Session Ready
Exercise

Constructing swarm plots

As you have seen, a strip plot can be visually crowded even with jitter applied and smaller point sizes. An alternative is provided by the swarm plot (sns.swarmplot()), which is very similar but spreads out the points to avoid overlap and provides a better visual overview of the data.

  • The syntax for sns.swarmplot() is similar to that of sns.stripplot(), e.g., sns.swarmplot(x='type', y='length', data=df).
  • The orientation for the continuous variable in the strip/swarm plot can be inferred from the choice of the columns x and y from the DataFrame data. The orientation can be set explicitly using orient='h' (horizontal) or orient='v' (vertical).
  • Another grouping can be added in using the hue keyword. For instance, using sns.swarmplot(x='type', y='length', data=df, hue='build year') makes a swarm plot from the DataFrame df with the 'length' column values spread out vertically, horizontally grouped by the column 'type' and each point colored by the categorical column 'build year'.
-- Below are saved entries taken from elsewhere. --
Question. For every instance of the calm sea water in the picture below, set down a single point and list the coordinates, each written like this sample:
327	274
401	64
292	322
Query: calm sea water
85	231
In this exercise, you'll use the auto DataFrame again to illustrate the use of sns.swarmplot() with grouping by hue and with explicit specification of the orientation using the keyword orient.

Instructions
100 XP
  • In the first row of subplots, make a swarm plot showing distribution of 'hp' values grouped horizontally by 'cyl'.
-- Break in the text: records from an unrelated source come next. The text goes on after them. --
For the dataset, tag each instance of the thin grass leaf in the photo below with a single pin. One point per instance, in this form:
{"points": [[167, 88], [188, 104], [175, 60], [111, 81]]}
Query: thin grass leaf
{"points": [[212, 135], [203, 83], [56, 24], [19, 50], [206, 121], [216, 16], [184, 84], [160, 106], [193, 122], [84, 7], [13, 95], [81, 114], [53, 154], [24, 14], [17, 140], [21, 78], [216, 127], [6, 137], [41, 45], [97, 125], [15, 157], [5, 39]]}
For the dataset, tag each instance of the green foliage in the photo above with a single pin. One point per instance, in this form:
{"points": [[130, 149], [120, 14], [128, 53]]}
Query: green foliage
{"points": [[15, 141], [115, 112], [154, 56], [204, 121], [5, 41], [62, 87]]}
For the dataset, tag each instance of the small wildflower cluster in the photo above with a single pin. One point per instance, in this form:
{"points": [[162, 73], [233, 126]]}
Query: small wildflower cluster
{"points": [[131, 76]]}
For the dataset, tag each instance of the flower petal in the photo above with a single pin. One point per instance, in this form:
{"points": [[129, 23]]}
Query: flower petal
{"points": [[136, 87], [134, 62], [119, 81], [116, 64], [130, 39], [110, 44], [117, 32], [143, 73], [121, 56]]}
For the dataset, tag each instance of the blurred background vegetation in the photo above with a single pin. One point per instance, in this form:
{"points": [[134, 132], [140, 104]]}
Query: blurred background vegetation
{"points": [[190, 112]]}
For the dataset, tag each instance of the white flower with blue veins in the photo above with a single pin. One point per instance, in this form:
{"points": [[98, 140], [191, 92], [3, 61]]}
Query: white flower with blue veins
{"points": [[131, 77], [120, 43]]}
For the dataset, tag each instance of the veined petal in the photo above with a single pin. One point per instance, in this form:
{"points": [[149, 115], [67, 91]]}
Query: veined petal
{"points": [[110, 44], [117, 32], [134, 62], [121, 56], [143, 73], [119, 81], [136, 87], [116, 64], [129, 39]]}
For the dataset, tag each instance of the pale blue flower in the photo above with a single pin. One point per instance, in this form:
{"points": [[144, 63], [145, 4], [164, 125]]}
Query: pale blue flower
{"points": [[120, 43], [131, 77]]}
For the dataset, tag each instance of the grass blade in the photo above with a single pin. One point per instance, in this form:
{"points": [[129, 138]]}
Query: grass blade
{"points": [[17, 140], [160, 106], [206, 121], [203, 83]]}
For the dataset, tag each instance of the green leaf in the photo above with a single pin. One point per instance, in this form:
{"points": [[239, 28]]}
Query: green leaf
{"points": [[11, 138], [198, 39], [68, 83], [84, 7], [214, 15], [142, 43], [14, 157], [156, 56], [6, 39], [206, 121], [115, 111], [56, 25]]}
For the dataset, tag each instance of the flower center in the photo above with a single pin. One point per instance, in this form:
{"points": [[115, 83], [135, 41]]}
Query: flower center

  • In the second row of subplots, make a second swarm plot with horizontal orientation (i.e. grouped vertically by 'cyl' with 'hp' value spread out horizontally).

    • In addition to reversing the columns for the x and y parameters, you will need to specify the orient parameter to explicitly set the horizontal orientation.
    • Color the points by 'origin' (refer to the text above if you don't know how to do this).